Zunehmende Hitzetage erhöhen gesundheitliche Risiken
Der Klimawandel ist in Bayern angekommen und das hat auch Auswirkungen auf unsere Gesundheit. Das verdeutlichte Dr. Veronika Weilnhammer vom Bayerischen Landesamt für Gesundheit und Lebensmittelsicherheit (LGL) bei ihrem Vortrag im Bildungszentrum am Kloster Roggenburg. So hat die durchschnittliche Jahrestemperatur in Bayern laut dem Bayerischen Landesamt für Umwelt (LfU) seit den 50er Jahren bis heute um 1,9 Grad zugenommen. Die Folge: Weniger Tage im Jahr mit Temperaturen unter 0 Grad, dafür aber mehr Tage mit über 30 Grad und zunehmende Starkregenereignisse. Und gerade die zunehmenden Hitzetage machen dem menschlichen Organismus zu schaffen. Damit kam Dr. Veronika Weilnhammer direkt zum Kern ihrer Präsentation „Die gesundheitlichen Auswirkungen des Klimawandels“. Gemeinsam mit ihrer Kollegin vom LGL, Susanne Senninger, hielt sie den Eröffnungsvortrag zur Themenreihe „Klimawandel und Gesundheit 2023“. Angestoßen und organisiert hat die Reihe die Gesundheitsregionplus Landkreis Neu-Ulm, deren Geschäftsstellenleiter Marc Löchner im Bildungszentrum für Familie, Umwelt und Kultur am Kloster Roggenburg einen engagierten Kooperationspartner gefunden hat, um auf das Thema aufmerksam zu machen.
Wie äußern sich mögliche gesundheitliche Probleme?
Wesentliche Frage: Wie äußern sich mögliche gesundheitliche Probleme? Beispielsweise nehmen aufgrund der steigenden Hitzetage die Gefahren für einen Sonnenbrand, Sonnenstich oder Hitzekollaps zu. Bereits bestehende Erkrankungen wie Herz- und Kreislauferkrankungen oder Nierenerkrankungen können sich verschlechtern. Faktoren wie Pflegebedürftigkeit, Medikamenteneinnahme, Über- und Untergewicht können die Anfälligkeit von hitzebedingten Gesundheitsproblemen verstärken.

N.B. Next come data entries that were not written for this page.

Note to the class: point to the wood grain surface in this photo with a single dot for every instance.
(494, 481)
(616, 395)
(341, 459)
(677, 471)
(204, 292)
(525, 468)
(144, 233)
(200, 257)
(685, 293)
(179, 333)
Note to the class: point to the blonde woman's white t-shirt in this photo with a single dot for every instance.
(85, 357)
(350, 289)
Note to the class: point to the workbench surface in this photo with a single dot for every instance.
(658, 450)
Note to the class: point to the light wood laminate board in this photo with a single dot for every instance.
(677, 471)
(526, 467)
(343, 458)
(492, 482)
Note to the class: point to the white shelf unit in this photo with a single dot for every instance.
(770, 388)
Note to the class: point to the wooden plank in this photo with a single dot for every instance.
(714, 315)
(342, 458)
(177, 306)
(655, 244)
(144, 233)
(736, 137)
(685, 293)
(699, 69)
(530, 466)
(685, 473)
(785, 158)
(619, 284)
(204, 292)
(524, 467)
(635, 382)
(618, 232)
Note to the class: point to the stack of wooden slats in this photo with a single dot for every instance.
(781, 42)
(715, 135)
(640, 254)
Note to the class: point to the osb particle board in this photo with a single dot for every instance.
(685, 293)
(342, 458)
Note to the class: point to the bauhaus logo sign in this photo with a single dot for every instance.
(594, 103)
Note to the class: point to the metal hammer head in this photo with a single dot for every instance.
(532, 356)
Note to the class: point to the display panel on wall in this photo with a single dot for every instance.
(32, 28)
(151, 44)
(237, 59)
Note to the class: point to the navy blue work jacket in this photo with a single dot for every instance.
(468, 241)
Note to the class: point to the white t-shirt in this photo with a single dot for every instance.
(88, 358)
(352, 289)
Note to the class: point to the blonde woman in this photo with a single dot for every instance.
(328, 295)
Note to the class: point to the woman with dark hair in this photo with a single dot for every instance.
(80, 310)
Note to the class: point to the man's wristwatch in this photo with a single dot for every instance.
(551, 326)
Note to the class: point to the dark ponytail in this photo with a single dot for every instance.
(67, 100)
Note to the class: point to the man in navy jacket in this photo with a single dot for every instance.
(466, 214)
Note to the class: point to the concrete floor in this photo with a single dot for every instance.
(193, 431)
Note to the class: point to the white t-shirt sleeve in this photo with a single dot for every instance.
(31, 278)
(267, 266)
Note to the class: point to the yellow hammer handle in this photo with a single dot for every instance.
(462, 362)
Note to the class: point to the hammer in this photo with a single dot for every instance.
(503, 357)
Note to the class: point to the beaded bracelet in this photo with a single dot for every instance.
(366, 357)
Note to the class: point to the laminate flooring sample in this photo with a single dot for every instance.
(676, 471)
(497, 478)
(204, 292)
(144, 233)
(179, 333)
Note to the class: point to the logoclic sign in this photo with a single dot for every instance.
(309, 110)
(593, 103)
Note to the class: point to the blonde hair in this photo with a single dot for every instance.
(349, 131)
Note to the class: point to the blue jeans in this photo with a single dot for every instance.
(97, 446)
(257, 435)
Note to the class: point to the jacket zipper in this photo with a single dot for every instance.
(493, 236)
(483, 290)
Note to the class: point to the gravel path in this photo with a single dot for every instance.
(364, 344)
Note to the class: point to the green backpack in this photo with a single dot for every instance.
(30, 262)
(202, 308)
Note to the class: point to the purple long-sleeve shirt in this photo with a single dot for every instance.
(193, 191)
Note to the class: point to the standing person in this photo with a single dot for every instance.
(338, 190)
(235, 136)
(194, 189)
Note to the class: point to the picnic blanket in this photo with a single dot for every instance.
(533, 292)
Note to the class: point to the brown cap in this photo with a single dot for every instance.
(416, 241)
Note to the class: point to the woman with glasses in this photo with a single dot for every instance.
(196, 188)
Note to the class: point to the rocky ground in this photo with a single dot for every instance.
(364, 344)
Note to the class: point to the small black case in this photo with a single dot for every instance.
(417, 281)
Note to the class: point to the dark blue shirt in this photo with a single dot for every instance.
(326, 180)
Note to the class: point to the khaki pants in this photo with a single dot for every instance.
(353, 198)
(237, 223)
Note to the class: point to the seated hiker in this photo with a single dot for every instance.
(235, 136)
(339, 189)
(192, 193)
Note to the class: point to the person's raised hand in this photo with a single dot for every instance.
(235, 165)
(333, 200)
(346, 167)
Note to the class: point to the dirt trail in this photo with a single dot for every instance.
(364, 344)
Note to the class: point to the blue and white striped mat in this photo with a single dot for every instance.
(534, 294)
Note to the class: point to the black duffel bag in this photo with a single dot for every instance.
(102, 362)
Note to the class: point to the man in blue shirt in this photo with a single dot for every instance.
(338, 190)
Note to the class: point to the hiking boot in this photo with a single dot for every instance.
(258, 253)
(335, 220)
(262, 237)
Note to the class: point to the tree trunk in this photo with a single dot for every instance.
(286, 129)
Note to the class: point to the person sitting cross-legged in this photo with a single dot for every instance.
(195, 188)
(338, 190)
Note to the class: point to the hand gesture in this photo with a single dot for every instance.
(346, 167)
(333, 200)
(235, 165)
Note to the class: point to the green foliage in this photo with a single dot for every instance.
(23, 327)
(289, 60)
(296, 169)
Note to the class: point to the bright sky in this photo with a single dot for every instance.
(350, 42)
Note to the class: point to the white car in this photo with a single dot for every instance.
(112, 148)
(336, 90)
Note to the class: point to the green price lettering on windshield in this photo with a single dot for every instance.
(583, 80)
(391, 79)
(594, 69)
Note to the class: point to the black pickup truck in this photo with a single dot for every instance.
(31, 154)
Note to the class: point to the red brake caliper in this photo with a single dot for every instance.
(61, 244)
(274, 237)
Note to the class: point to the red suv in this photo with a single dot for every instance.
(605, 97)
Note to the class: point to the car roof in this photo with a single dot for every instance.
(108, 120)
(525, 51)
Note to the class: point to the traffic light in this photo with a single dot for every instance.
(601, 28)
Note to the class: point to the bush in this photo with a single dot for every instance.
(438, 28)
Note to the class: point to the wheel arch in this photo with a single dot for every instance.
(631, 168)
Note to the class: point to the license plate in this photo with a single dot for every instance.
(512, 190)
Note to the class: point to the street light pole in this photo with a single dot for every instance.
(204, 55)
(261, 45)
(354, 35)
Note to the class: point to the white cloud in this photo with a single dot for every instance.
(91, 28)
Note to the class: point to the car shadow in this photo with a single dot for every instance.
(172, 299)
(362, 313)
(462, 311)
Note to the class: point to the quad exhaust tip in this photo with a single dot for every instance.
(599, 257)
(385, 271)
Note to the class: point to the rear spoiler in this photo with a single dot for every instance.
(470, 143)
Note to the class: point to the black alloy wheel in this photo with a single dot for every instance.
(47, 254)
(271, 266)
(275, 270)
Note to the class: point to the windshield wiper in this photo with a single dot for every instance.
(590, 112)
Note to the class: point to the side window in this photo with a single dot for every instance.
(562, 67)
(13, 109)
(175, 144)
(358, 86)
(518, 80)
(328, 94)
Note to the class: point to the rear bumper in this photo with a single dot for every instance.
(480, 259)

Die gesundheitlichen Auswirkungen sind vielfältig und treffen alle Bevölkerungsgruppen. Ein besonderes Augenmerk gelte es aber auf ältere Personen und Kleinkinder zu legen, verdeutlichte Dr. Weilnhammer. Dabei sei auch der demografische Wandel zu beachten. Denn immer mehr Menschen erreichen ein hohes Alter und haben dadurch während Hitzewellen ein höheres Risiko für gesundheitliche Probleme. Menschen mit Demenz können die Gefahr durch Hitze häufig nicht einschätzen – ebenso wie Kleinkinder, die den Umgang mit Hitze noch nicht gelernt haben.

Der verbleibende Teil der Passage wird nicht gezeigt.